E' davvero difficile riuscire a tradurre in parole la vera e propria esperienza sonora che si prova ascoltando questo album, ma ci proverò lo stesso. Per cominciare una menzione meritano sicuramente i componenti della band: i Battles possono tranquillamente essere definiti un super-gruppo, in cui militano 4 musicisti prestigiosi e pieni di talento, a partire dal leader e chitarrista Ian Williams (ex Don Caballero e Storm & Stress), da più parti considerato il più geniale chitarrista degli ultimi 10 anni, ed erede del grande Robert Fripp, affiancato dal cantante e polistrumentista Tyonday Braxton (figlio del famosissimo jazzista d'avanguardia Anthony), dal chitarrista e bassista David Konopka (ex Lynx) e dal batterista John Stanier (ex Helmet e Tomahawk).
Cosa poteva uscire dall'incontro di 4 musicisti così diversi per trascorsi musicali ed età? Beh, la risposta è abbastanza problematica: ciò che i Battles suonano è una musica unica e inimitabile, che non potrete trovare in nessun'altra formazione (e da questo punto di vista sono sicuramente gli eredi di Residents e Can). La base di partenza è sicuramente il math-rock, da cui viene ripreso il rigore strumentale, a cui però si aggiunge un'evidente influenza progressiva, riletta ovviamente in chiave post-rock: questo si avverte nella tendenza a creare brani complessi e arzigogolati ("Tonto" e "Rainbow"), molto ostici a chi non ha un minimo di predisposizione. A tutto questo si aggiunge una dose abbondante di loop elettronici e di vocoder: proprio questo strumento assume un ruolo fondamentale, poiché in quasi tutto l'album le voce di Tyonday è filtrata (avete presente cosa succede alla vostra voce se inspirate dell'elio? Beh, l'idea è quella) ed usata come un vero e proprio strumento, rendendo sorprendentemente molto giocosa l'atmosfera generale, in brani come le brevi "Ddiamondd" e "Leyendecker". Il punto di congiunzione tra queste 2 anime è l'iniziale "Race: In": su una base di batteria e chitarra molto post-rock si arrampicano fischi filtrati e uno straniante xilofono...

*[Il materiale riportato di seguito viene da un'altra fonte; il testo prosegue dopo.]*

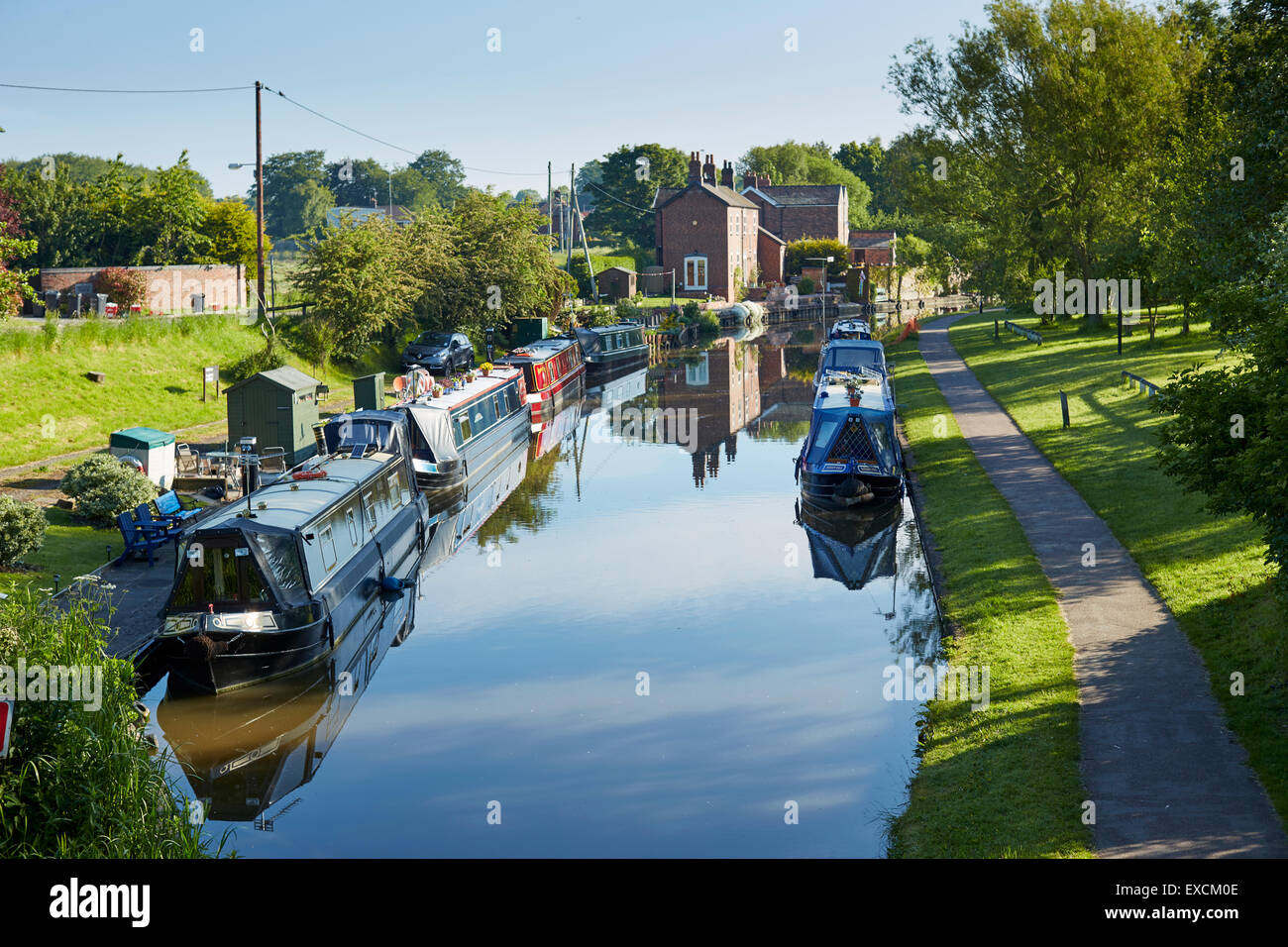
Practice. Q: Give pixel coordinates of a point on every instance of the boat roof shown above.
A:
(498, 376)
(290, 502)
(537, 351)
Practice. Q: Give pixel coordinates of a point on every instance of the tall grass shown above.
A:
(80, 784)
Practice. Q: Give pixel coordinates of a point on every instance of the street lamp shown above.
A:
(824, 261)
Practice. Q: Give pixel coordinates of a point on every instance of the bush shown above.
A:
(22, 528)
(123, 286)
(102, 487)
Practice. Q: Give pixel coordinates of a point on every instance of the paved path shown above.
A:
(1167, 776)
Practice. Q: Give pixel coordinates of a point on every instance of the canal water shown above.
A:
(629, 642)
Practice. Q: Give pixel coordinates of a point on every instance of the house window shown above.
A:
(695, 272)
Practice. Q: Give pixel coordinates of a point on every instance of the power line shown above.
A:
(390, 145)
(642, 210)
(125, 91)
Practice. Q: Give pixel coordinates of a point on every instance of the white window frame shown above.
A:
(706, 272)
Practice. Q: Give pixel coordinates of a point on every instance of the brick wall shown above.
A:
(170, 289)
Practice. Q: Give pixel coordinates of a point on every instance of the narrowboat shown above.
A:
(608, 350)
(467, 429)
(274, 582)
(851, 329)
(853, 547)
(462, 518)
(554, 372)
(245, 753)
(851, 454)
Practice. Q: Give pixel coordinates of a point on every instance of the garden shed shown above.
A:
(278, 408)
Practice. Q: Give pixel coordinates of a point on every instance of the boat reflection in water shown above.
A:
(853, 547)
(245, 751)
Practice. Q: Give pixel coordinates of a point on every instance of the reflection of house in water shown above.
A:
(721, 390)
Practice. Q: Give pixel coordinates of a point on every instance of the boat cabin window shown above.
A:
(283, 560)
(842, 357)
(343, 434)
(219, 574)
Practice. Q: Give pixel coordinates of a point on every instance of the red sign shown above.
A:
(5, 725)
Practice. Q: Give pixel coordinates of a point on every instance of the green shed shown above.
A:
(278, 408)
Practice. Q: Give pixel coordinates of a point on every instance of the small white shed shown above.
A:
(151, 449)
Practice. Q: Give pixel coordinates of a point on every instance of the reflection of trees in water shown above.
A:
(526, 508)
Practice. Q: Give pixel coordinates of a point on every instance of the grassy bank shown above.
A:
(1210, 571)
(78, 783)
(1004, 781)
(69, 549)
(154, 379)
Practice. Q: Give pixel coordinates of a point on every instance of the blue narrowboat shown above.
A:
(273, 583)
(851, 454)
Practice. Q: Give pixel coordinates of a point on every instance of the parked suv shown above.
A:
(441, 352)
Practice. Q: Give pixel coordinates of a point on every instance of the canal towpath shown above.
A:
(1166, 775)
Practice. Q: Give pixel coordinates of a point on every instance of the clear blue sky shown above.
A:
(570, 82)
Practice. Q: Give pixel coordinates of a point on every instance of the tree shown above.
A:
(800, 250)
(1227, 428)
(294, 189)
(793, 162)
(356, 282)
(170, 211)
(14, 283)
(1050, 133)
(442, 174)
(626, 188)
(230, 226)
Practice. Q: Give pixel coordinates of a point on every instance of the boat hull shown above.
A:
(215, 661)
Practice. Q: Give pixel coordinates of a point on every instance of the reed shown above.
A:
(80, 784)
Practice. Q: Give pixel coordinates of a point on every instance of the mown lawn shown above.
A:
(1211, 571)
(69, 549)
(1004, 781)
(48, 406)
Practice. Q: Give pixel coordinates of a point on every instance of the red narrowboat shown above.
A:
(554, 372)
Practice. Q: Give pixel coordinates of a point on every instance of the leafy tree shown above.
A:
(1227, 425)
(800, 250)
(170, 213)
(356, 282)
(442, 174)
(294, 189)
(1050, 140)
(793, 162)
(230, 226)
(14, 283)
(625, 214)
(22, 528)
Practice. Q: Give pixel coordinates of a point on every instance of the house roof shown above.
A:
(726, 195)
(800, 195)
(866, 240)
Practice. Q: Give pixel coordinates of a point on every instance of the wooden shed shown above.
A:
(278, 407)
(616, 282)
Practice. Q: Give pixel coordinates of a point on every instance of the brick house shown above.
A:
(707, 232)
(797, 211)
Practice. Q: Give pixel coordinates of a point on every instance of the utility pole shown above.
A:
(572, 175)
(259, 205)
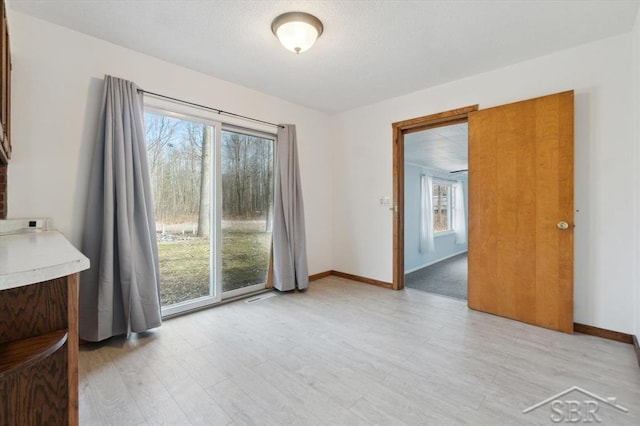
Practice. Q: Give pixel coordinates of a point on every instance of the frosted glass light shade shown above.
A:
(297, 31)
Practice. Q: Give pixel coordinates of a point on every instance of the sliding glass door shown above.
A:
(213, 197)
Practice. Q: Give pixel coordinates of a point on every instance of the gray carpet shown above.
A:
(447, 278)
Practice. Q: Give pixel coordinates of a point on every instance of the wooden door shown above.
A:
(520, 196)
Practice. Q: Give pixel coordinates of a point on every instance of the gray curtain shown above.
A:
(289, 242)
(120, 293)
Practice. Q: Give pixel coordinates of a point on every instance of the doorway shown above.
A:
(435, 210)
(521, 230)
(401, 130)
(213, 189)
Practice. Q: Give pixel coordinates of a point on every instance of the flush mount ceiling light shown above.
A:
(297, 31)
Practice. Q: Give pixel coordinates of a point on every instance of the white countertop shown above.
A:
(35, 256)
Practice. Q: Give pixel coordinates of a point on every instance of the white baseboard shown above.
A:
(434, 262)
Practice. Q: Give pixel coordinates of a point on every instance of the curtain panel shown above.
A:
(120, 293)
(289, 240)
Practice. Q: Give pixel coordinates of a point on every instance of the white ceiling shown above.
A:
(441, 148)
(370, 50)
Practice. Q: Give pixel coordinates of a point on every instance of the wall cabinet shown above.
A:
(5, 90)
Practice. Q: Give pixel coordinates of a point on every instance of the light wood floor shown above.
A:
(349, 353)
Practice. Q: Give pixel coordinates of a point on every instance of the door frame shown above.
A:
(401, 128)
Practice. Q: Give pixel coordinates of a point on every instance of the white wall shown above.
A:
(605, 252)
(57, 89)
(444, 244)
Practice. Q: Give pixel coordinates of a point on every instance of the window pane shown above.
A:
(441, 208)
(179, 166)
(247, 205)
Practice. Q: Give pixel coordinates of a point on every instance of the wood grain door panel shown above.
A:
(520, 187)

Il singolo scelto per promuovere l'album è "Atlas", forse il punto più alto del lavoro: una cavalcata robotica costruita su un ritmo di batteria ossessivo e cadenzato, ma allo stesso dall'irresistibile groove - che vi renderà impossibile non portare il tempo con una parte del corpo - sui quali Tyonday intona una filastrocca al limite tra demenza pura e parodia.
In conclusione sicuramente uno degli album più originali di questo anno. Se siete tra coloro che cercano nuovi sound, "Mirrored" è vivamente consigliato.